Dr Kamal Monnoo
One takes it that SIFC’s mandate now stands enhanced to also include the tasks of addressing the problems faced by domestic investors and fixing the ills of the economy. Very well, since these are rather broad, but nevertheless very important areas and perhaps collective authority may bring in the desired results. On the former bit: Unfortunately, right from start of the trend in seeking foreign experts to solve local problems, Pakistani investors have been short-changed in comparison to the foreign investors, supposedly in order to lure the much touted FDI (foreign direct investment) and/or ‘parachute’ revenues.
Ironically, given the blanket incentives and in absence of any clarity of which type of FDI are we looking for or will accept, majority of such capital not only promotes market distortions, capital whitening and money laundering, but also shortly thereafter becomes a burden on the external account. Countries who have successfully attracted productive FDI have done so by first framing strict rules on the quality, purpose and the long-term impacts of direct foreign investments; sadly no such desire here in Pakistan, as the mantra has been to grab dollars without ever bothering about the associated repercussions – let the next generation worry about it!
On to the latter bit, which one takes as the larger economic vision (reckon, the former being nothing, but a part of this broader mandate): In fixing the ills of the economy, the challenge really lies in undertaking the long-term reforms, meaning in ascertaining where do we want to see our economy over the next 25 years, albeit even more importantly what type of an economy do we want construct and how. Regrettably, focusing on these very elements of economic vision – as we have thus far seen in the economic history of our country – have proved elusive.
Mainly, because more often than not they tend to clash with prevailing personal and institutional interests of the powerful governing structure. If this is something that SIFC is willing to tackle (take the bull by its horns), then to ring these reforms truthfully cum meaningfully a lot of introspection will be required followed by course corrections and then finally by creating a firewall to prevent the incoming lots from returning back to the old ways!
Reforms and change management requires a dedicated and professional team backed by the will of the state. The idea is to undertake policy measures that aim to, a) make Pakistan’s domestic economic space, both competitive and self-sustainable to unleash growth that is indigenous and not externally driven, b) revisit trade agreements with a singular purpose of generating trade surplus, c) re-strategise investment aimed to embark on import substitution & exports, and link FDI outflows to the very initial investment and thereafter with the annual foreign exchange it generates (India & China to quite an extent work in this manner), and last but not least d) institutionalise economic policy making by constituting an apex regulatory to monitor the decision makers.

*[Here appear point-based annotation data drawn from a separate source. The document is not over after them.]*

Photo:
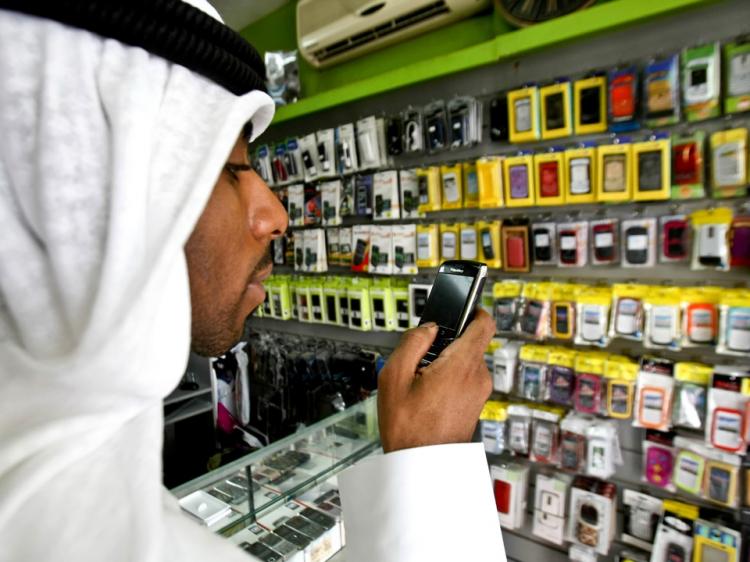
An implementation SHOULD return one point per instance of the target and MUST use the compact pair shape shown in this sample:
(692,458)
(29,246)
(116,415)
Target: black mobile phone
(636,245)
(454,296)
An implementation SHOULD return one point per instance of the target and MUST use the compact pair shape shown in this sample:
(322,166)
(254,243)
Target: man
(116,119)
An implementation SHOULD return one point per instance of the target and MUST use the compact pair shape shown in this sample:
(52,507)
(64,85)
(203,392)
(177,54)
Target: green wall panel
(473,42)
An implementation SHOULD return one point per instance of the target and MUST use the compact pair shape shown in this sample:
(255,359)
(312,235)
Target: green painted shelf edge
(604,17)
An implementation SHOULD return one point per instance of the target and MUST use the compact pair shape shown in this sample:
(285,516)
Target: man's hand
(439,403)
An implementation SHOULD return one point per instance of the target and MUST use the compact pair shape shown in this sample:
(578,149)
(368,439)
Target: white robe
(108,155)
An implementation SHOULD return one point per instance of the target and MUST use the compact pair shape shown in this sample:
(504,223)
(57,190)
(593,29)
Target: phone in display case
(454,296)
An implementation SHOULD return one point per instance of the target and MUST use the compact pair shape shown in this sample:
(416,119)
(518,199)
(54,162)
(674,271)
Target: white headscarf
(108,155)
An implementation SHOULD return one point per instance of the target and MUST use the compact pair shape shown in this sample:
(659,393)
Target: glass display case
(234,499)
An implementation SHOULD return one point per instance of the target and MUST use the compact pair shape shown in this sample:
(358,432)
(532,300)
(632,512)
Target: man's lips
(262,275)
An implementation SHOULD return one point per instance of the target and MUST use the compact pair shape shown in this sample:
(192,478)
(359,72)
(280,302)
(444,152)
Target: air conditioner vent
(401,23)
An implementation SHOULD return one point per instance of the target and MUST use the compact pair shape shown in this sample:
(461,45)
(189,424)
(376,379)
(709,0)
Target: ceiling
(238,14)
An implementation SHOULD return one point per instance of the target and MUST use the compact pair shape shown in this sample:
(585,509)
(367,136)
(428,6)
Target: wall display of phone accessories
(656,317)
(563,410)
(282,502)
(643,167)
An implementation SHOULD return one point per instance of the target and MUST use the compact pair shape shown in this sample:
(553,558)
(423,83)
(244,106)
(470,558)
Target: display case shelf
(281,471)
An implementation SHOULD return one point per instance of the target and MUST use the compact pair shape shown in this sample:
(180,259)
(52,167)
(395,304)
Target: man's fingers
(476,337)
(405,358)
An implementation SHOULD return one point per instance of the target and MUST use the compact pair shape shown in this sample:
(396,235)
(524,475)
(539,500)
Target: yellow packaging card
(490,182)
(614,180)
(550,178)
(652,175)
(580,175)
(518,181)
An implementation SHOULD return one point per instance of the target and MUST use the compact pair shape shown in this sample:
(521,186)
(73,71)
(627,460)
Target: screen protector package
(330,195)
(627,311)
(620,374)
(523,113)
(623,99)
(662,328)
(691,385)
(532,372)
(452,186)
(296,204)
(471,185)
(404,249)
(701,81)
(562,323)
(533,313)
(450,248)
(519,429)
(507,295)
(518,180)
(688,178)
(587,397)
(674,536)
(700,315)
(737,76)
(428,245)
(385,195)
(573,442)
(544,243)
(605,241)
(436,126)
(465,119)
(347,160)
(561,376)
(604,452)
(661,91)
(381,249)
(654,391)
(592,316)
(429,190)
(368,144)
(614,178)
(658,460)
(674,238)
(642,513)
(490,182)
(488,233)
(572,242)
(713,541)
(545,435)
(710,229)
(492,426)
(326,145)
(409,189)
(580,166)
(468,240)
(504,364)
(652,165)
(734,328)
(729,167)
(590,104)
(728,399)
(556,105)
(739,242)
(413,131)
(639,242)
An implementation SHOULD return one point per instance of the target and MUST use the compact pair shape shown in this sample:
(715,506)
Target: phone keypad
(443,339)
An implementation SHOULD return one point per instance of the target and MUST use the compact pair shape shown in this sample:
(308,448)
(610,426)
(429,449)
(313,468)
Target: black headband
(170,29)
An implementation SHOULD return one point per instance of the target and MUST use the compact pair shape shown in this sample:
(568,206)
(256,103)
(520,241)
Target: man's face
(228,254)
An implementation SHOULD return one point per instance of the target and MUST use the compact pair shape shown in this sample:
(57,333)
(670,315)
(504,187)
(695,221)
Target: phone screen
(448,299)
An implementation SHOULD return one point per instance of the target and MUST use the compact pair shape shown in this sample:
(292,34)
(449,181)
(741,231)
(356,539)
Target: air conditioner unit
(332,31)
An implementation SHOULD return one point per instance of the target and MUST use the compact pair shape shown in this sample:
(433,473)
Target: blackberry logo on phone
(451,304)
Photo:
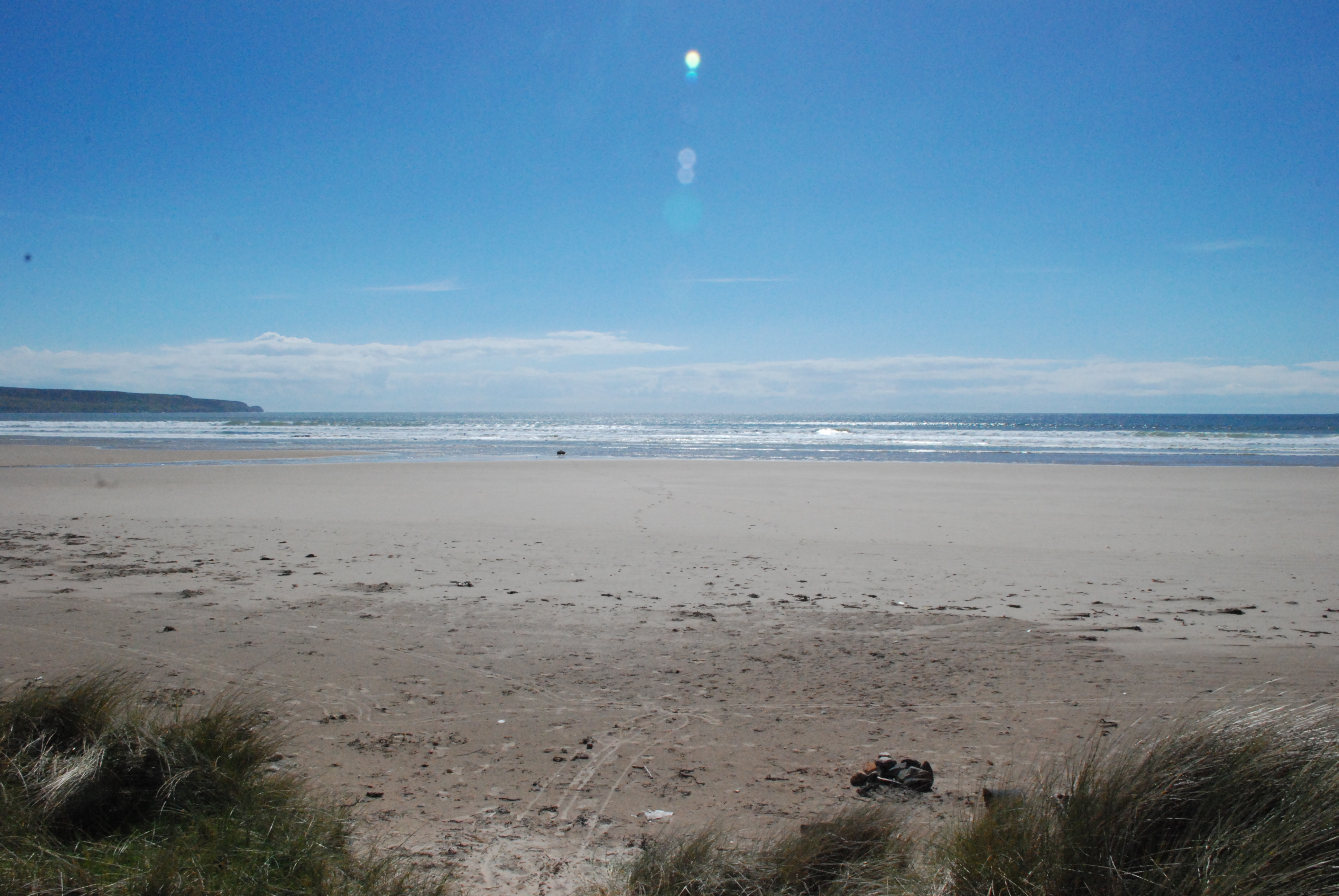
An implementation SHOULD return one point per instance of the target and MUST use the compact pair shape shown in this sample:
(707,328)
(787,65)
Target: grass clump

Time and again we see economic decisions emanating from quarters with little understanding or perhaps scant awareness about corporate governance requirements on transparency & disclosures, arm’s length decision making to avoid any conflict-of-interest, prevention of rent seeking, fair competition, SWOT analysis, sustainability and ensuring returns cum accountability to ‘all’ stakeholders. It may not be very democratic, but perhaps a necessary firewall to prevent economic decision making of the calibre that we have seen over the last half a century.
Implying that building on the recent short-term successes from the market/border operational-measures undertaken by the current government is going to be the real litmus test on SFIC’s workings. Perhaps the most effective tool that economics has developed in modern day management is that of identifying causation from correlation. Meaning, a problem that econometrics invariably encounters on a regular basis is that a statistical correlation does not necessarily imply causation or the other way round. For example, just because one wore mismatched socks to a job interview and didn’t get the job does not prove the hypothesis that the wardrobe malfunction was what killed your chances.
And naturally one cannot test the hypothesis by rerunning the interview with matched socks, referred to as the ‘fundamental problem of casual inference’. In reality, the key to success in finding the most suitable recipe for a specific economic revival is by basing one’s strategy on the real world outcomes. The beauty is in finding fruitful natural experiments based on similarities; something which requires not just cleverness but a deep understanding of the phenomenon itself. Half-baked initiatives or the ones not based on a long-term sustainable pinning leave room for slippage, because to succeed in today’s global world the attention to the facts is important, since they enable managers to determine where the limit to causation ends and when the need to develop a new correlation starts.
This is why it is important for the present economic managers to understand that the current successes are merely short-term and while laudable, this success needs to be followed up by comprehensive long-term measures to rebuild the complete underlying structure of the current Pakistani economy. The question though is that is the longevity of the SFIC itself designed in a way that it allows it adequate time to successfully take up such a long-term task!